Federal Tort Claims Act (FTCA)
cases are varied. Those cases handled by section litigators include traditional
problems in tort law, such as medical malpractice and other personal injury
litigation, as well as seminal issues arising in areas as diverse as regulatory
agency activities, wild animal attacks in national parks, and professional malpractice.
The section also handles litigation brought by persons who contracted AIDS allegedly
due to government negligence in the course of blood transfusions or other medical
procedures. Section attorneys protect the
United States
from exposure to excessive liability, and from second-guessing of governmental
policy decisions through tort litigation.
Examples
of our practice
FTCA attorneys handled Anderson,
et al. v. United States, in which the court ruled for the
United States finding the decision to set a controlled
burn fire, the United States' acts taken in controlling
that fire, and its suppression efforts, were all protected by the FTCA's discretionary
function exception. In Fleming v. United States the court ruled that
the Mine Safety and Health Administration did not contribute to a massive underground
explosion that killed eight coal miners and injured another. The plaintiffs
claimed that federal inspectors overlooked deficiencies during inspections.
In DeValencia v.

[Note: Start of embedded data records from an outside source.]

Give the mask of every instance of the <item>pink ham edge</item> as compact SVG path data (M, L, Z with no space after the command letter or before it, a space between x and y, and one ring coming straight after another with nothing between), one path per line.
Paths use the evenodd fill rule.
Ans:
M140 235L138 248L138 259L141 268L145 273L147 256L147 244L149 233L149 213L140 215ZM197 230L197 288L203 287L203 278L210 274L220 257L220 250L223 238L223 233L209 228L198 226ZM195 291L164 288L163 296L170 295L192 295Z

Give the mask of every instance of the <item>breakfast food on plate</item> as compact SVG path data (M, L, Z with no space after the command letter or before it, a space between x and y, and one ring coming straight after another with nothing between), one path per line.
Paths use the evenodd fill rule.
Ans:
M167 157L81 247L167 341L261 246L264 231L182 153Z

United States the court ruled for
the United States following a seven-day trial in which the issue was whether
Department of Veterans Affairs physicians failed to obtain plaintiff's informed
consent for disfiguring facial surgery and did not follow VA's national informed
consent policies and procedures. In Harbert v. United States, the court
ruled that the discretionary function exception to the FTCA shielded the
United States
from liability for injuries the plaintiff sustained when she fell while touring
an historic fort in St. Augustine,
Florida. The Court held that the
Park Service's decisions regarding what safety improvements to make to the historic
fort were protected discretionary acts.